Life as we know it is based on water, the universal solvent. Water is a unique substance, and makes up a large percentage of every living creature on Earth. Water is also present on Earth in all three forms—solid ice, liquid water, and gaseous water vapor.
If we expect that life elsewhere would also be based on liquid water, then we can define a habitable zone surrounding a star as the distance from a star where liquid water can be present on the surface of a planet. Large stars will have a large habitable zone, and small stars a small habitable zone.
Large Star, More Habitable?
If larger stars have larger habitable zones, are they the best places to look for life? Not necessarily. As scientists understand it, life takes quite a while to develop on a planet, especially intelligent life. But remember that the larger the star, the shorter its lifetime. Large stars will likely have too short a lifetime to allow stable conditions on their planets to persist long enough for intelligent life to come about.
This situation holds true even if they do have a large habitable zone with many planets in it, since life most likely develops independently on each planet (with perhaps some transfer back and forth via meteorites). If we assume that intelligent life takes about 3 billion years to develop on a planet, only stars with a minimum lifetime of 3 billion years are suitable. Such stars would end up having masses of 1.5 solar masses or less.
FIGURE 18-1:Habitable zones
Small Star, Less Habitable?
There's also a problem if the star is too small. Less massive stars last much longer than big ones, but their habitable zones get much closer to the star since they give out much less energy. For a 0.5–solar-mass star, for example, the habitable zone is so close to the star that any planet in range probably would end up tidally locked to the star, with one side always facing the star and one side always facing away. The side facing the star would be extremely hot, and the side facing away extremely cold—not conditions too conducive to life! The minimum size for a star is therefore at least 0.5 solar masses. We now have a mass range of between 0.5 and 1.5 solar masses. Conveniently for us, our Sun is right in the middle!

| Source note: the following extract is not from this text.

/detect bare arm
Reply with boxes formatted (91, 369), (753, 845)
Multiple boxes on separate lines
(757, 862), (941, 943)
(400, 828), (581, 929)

Stellar Requirements for the Habitable Zone
Recall that some heavy elements are created in large stars, and even heavier ones must be created in supernovas. In order to have the necessary heavy elements for life, such as carbon, nitrogen, and iron, the star and planets must form from a gas cloud that is already enriched in these elements from previous stellar generations. Astronomers can actually detect metals in the spectra of faraway stars—if a star has metals in its spectrum, then any planets around that star probably will too. Therefore, stars that are more likely to have life on their planets can be identified.
For life as we know it to form, stars must be between 0.5 and 1.5 solar masses, sufficiently enriched in metals and other heavier elements, and in either single star systems or certain binary star systems. In other words, astronomers are looking for stars that are quite similar to our own Sun!
Planets must also be in stable orbits around their star. This requirement eliminates most complicated star systems with three or more stars orbiting each other, but stable orbits are feasible around closely separated binary star systems. Actually, if the stars in a binary (or greater) star system are separated widely enough, then planets that are relatively close to either star can have stable orbits as well.
One example is the Alpha Centauri system, which happens to be the closest star system to our solar system. The distance at which the binary stars Alpha Centauri A and B orbit each other would allow planets close to either star to be in stable orbits. The Alpha Centauri system also contains a third star, Alpha Centauri C (or Proxima Centauri), but it is a small red dwarf star that is too small and cold to sustain habitable planets around it.